CAN UDENYCA GRAB SOME ONPRO MARKETSHARE?

One interesting statement made during the call was the expectation that Coherus will go after some of Neulasta Onpro’s share of the market. Amgen’s on-body injector accounts for about 60% of all Neulasta utilization today, “but this growth has flattened out,” Chris Thompson, Vice President of Sales, emphasized. “We’re looking at the whole market, not just prefilled syringe market,” he said. “We think we’ll be able to sell through the Onpro market,” meaning that their pricing and services will attract some of this marketshare. In fact, Coherus executives believe that biosimilars may eventually garner nearly 70% of the pegfilgrastim market.

Coherus believes that there is pent-up demand for the biosimilar in the hospital segment today, which is why GPOs may represent promising contracting opportunities. They are seeking parity positioning at the payer and pharmacy benefit manager level.

This sounds fairly reasonable. Yet the vast majority of biosimilar consultants and payers with whom I had communicated had anticipated that Coherus would launch with at least a modest WAC discount relative to Mylan’s Fulphila. On the conference call, the investment banking participants wanting information on the Udenyca launch seemed caught off guard as well.

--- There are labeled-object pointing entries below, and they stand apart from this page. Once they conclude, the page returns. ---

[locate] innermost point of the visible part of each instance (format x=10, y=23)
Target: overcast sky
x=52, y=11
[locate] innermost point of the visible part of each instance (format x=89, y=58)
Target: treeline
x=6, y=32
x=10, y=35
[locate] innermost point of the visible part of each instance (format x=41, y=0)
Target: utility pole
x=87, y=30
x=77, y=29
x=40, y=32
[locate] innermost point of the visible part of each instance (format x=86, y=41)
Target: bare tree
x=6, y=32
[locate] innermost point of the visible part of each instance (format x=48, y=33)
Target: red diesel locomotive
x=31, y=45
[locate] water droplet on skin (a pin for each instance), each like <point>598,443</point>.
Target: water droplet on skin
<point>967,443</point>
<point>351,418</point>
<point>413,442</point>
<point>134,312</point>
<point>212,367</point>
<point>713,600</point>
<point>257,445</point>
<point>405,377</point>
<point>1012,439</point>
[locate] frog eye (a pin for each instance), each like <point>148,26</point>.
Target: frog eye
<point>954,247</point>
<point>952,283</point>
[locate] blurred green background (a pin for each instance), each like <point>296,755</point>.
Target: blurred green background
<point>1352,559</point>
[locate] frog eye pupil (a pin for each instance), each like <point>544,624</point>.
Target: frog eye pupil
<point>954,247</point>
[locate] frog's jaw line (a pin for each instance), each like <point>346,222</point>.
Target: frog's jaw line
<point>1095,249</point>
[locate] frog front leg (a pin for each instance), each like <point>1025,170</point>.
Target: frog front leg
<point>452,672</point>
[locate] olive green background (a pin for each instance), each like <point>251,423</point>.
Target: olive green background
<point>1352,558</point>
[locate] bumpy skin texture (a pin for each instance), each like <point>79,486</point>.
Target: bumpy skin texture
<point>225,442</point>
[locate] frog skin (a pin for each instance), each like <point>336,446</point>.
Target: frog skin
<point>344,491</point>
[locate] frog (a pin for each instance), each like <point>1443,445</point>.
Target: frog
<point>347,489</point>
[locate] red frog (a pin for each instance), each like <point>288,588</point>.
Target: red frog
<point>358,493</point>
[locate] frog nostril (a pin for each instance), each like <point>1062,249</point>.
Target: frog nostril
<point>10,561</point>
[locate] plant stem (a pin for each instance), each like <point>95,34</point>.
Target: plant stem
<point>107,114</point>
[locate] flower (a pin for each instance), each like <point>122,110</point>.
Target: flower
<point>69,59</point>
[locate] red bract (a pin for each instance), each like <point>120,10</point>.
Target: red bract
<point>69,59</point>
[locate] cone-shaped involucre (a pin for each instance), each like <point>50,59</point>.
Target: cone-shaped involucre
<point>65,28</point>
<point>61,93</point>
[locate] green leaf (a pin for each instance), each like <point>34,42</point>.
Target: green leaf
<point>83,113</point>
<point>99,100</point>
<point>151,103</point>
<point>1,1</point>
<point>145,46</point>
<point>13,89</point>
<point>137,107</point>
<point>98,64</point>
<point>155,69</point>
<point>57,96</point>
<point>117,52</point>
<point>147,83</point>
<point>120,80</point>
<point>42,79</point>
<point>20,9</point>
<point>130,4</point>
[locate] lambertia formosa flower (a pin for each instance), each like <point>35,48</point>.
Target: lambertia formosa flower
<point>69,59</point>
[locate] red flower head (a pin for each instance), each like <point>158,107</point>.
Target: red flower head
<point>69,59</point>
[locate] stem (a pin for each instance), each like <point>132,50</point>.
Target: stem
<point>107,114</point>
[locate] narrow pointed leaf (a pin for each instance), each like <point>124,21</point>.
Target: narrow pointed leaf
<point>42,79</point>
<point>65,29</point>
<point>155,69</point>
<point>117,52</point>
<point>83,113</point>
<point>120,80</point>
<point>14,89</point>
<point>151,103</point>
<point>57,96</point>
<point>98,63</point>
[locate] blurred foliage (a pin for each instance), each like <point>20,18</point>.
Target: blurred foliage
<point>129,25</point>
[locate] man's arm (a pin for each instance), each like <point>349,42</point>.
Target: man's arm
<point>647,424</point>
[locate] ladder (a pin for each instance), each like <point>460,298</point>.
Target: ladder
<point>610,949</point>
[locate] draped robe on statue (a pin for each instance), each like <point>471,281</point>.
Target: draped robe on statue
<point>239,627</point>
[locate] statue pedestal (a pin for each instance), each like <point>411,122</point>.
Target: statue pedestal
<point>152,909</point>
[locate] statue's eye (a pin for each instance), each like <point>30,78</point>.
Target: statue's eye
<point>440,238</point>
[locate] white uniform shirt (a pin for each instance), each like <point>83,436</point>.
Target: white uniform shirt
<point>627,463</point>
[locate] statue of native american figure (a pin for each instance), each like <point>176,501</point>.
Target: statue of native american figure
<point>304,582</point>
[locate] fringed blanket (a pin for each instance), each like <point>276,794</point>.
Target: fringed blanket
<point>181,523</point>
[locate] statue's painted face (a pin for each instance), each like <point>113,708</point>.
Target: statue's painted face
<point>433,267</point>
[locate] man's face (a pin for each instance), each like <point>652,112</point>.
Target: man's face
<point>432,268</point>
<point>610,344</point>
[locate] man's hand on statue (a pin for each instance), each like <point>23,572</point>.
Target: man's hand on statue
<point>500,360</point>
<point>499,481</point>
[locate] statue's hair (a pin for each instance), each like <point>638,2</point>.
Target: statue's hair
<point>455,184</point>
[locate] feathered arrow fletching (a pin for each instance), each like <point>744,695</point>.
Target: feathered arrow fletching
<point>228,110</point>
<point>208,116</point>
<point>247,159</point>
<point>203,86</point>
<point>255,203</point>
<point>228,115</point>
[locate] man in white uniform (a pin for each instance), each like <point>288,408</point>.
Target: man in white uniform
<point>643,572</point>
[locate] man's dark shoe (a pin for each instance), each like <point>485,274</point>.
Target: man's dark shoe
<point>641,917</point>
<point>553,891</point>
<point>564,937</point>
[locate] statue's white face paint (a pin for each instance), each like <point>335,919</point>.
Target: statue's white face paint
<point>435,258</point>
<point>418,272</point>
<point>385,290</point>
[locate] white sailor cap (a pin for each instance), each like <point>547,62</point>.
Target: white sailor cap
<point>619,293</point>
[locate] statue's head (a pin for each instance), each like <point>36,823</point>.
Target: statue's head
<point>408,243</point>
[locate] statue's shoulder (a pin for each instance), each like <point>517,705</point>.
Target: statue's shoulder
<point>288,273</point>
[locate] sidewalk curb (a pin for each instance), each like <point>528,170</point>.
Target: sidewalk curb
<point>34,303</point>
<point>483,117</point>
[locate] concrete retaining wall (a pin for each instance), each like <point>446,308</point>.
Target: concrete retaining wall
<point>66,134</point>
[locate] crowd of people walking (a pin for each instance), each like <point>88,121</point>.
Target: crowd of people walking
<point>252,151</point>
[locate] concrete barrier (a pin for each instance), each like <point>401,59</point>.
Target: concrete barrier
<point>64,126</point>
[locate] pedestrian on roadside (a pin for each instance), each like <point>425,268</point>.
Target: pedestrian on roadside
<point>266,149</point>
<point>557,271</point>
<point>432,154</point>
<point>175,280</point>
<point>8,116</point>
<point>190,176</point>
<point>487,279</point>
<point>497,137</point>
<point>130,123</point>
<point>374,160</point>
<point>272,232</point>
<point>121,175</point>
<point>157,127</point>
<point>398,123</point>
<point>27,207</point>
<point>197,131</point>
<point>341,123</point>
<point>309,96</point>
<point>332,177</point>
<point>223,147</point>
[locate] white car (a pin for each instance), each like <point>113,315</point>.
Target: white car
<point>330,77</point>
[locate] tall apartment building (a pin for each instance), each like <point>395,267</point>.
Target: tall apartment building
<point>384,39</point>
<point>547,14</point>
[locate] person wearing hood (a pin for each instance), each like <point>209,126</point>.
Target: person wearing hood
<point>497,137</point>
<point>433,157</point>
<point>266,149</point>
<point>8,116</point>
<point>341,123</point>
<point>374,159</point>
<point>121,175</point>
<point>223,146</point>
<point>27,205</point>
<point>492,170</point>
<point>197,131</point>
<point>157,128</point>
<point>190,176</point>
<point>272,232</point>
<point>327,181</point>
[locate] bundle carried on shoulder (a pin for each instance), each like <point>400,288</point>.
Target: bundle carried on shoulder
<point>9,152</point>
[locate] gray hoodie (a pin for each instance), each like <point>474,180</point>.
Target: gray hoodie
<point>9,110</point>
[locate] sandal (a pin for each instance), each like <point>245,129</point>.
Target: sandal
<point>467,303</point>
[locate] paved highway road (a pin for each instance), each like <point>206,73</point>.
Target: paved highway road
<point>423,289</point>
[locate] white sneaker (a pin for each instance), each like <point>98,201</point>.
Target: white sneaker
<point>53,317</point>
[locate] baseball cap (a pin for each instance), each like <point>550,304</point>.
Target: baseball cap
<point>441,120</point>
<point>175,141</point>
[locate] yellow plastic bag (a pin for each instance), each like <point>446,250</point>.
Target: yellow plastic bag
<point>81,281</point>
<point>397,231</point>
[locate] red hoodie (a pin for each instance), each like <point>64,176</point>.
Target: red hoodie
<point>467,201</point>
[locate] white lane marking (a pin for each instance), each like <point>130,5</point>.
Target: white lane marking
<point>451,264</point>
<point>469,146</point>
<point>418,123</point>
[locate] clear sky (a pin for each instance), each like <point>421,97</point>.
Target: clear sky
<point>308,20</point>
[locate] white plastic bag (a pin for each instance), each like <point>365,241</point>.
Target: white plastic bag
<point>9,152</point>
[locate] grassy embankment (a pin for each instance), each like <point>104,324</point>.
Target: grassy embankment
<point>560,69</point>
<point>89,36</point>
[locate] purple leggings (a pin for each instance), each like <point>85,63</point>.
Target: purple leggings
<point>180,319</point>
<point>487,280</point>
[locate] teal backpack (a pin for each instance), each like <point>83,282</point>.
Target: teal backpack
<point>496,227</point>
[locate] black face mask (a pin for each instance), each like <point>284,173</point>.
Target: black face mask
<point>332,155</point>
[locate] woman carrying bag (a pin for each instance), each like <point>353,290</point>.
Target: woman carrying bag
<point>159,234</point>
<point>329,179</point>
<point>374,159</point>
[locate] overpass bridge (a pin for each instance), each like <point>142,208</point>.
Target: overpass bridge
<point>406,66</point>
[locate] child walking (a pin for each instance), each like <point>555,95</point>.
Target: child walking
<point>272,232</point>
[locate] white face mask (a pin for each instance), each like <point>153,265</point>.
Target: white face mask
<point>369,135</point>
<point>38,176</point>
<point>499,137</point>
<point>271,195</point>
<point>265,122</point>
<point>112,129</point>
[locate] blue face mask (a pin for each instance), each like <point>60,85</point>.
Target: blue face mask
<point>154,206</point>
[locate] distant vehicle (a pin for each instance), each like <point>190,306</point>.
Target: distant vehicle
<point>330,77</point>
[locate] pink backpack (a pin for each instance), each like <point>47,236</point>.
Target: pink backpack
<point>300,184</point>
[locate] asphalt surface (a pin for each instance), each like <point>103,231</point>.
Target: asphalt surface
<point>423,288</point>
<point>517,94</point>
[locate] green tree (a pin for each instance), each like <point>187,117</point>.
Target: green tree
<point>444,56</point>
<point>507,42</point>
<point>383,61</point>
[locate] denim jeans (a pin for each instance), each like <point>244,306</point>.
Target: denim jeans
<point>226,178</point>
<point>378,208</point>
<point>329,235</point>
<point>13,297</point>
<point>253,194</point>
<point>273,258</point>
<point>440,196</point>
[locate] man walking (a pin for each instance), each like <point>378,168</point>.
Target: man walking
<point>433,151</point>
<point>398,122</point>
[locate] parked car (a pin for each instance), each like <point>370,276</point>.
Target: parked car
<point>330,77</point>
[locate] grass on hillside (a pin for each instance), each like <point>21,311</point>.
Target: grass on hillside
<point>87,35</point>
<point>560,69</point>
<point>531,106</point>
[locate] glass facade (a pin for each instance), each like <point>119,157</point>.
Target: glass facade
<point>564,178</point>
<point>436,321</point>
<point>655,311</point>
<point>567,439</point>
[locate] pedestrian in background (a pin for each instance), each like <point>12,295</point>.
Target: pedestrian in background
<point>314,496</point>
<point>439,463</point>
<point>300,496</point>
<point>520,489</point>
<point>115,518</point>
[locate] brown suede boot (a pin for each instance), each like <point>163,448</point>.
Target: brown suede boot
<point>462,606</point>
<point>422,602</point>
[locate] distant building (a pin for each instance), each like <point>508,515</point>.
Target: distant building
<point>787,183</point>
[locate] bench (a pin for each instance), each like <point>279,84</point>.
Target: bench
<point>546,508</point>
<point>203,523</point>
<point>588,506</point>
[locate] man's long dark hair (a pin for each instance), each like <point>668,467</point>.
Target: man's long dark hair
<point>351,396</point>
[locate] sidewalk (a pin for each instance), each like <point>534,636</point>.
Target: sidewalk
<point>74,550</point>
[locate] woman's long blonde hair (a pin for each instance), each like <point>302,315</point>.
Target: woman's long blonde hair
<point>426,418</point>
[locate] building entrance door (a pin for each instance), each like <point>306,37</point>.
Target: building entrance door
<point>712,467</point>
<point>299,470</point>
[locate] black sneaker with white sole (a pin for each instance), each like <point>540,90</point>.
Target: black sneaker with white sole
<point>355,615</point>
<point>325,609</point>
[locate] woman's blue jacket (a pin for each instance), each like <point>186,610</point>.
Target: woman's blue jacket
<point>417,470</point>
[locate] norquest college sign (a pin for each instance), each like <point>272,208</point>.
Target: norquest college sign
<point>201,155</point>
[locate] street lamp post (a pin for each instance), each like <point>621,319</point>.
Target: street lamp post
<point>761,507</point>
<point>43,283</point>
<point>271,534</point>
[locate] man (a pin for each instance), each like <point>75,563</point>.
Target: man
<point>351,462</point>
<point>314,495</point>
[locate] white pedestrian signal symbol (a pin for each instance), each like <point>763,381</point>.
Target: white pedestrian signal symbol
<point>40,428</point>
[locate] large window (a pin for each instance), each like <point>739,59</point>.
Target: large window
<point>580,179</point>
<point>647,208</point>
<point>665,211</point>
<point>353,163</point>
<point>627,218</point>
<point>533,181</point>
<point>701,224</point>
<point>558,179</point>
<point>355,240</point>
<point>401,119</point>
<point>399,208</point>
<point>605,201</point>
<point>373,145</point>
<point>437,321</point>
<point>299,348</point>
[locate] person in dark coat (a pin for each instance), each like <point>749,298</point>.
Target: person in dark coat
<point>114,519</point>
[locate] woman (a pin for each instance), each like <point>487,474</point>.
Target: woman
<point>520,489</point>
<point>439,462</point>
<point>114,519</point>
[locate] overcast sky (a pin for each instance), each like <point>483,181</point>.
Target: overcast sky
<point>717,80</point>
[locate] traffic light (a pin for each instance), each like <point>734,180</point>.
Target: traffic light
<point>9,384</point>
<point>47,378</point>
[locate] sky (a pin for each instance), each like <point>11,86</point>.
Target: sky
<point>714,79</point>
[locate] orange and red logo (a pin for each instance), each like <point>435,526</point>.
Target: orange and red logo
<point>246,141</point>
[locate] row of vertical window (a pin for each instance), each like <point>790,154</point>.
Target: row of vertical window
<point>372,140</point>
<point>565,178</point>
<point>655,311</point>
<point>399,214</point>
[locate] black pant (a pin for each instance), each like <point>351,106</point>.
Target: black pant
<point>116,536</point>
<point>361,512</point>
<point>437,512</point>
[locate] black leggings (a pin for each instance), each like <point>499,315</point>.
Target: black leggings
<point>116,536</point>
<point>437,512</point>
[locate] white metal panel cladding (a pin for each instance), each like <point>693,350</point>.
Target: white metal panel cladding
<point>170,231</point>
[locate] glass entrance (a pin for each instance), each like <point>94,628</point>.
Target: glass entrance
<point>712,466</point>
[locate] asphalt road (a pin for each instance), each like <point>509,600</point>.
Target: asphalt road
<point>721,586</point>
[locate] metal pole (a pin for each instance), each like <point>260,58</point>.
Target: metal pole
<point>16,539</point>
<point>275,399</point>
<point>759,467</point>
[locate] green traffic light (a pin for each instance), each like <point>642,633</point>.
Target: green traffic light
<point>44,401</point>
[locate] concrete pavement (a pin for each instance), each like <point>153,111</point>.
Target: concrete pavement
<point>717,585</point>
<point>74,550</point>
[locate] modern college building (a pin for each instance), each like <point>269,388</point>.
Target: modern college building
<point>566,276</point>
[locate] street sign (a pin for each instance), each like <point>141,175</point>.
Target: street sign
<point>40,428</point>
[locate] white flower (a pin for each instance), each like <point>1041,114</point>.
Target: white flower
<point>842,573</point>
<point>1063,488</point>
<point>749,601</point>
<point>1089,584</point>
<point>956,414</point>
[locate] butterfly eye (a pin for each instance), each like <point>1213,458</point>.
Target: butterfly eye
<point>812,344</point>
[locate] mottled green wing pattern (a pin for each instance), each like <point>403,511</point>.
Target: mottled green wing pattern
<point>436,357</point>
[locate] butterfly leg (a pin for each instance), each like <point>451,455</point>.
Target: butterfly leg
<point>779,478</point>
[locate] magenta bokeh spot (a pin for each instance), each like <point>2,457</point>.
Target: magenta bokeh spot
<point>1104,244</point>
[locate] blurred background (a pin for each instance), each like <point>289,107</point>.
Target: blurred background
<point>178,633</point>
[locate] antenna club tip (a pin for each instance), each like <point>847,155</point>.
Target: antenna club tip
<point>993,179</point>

UDENYCA REVENUE TO SUPPORT COHERUS FOR NOW

Perhaps this strategy gives Coherus ample room for contracting while retaining a respectable net cost. Mr. Thompson said, “We’ll roll out a comprehensive contracting strategy for GPOs in the next week or two. It will be competitive and designed to win.”

It may need to be. Relying on better services and perhaps even a better supply chain (albeit one that is brand new) may not be sufficiently persuasive to hospital and payer P&T Committees. And Coherus needs to generate revenue from its sole product to feed its new sales team, new product development, and hungry investors.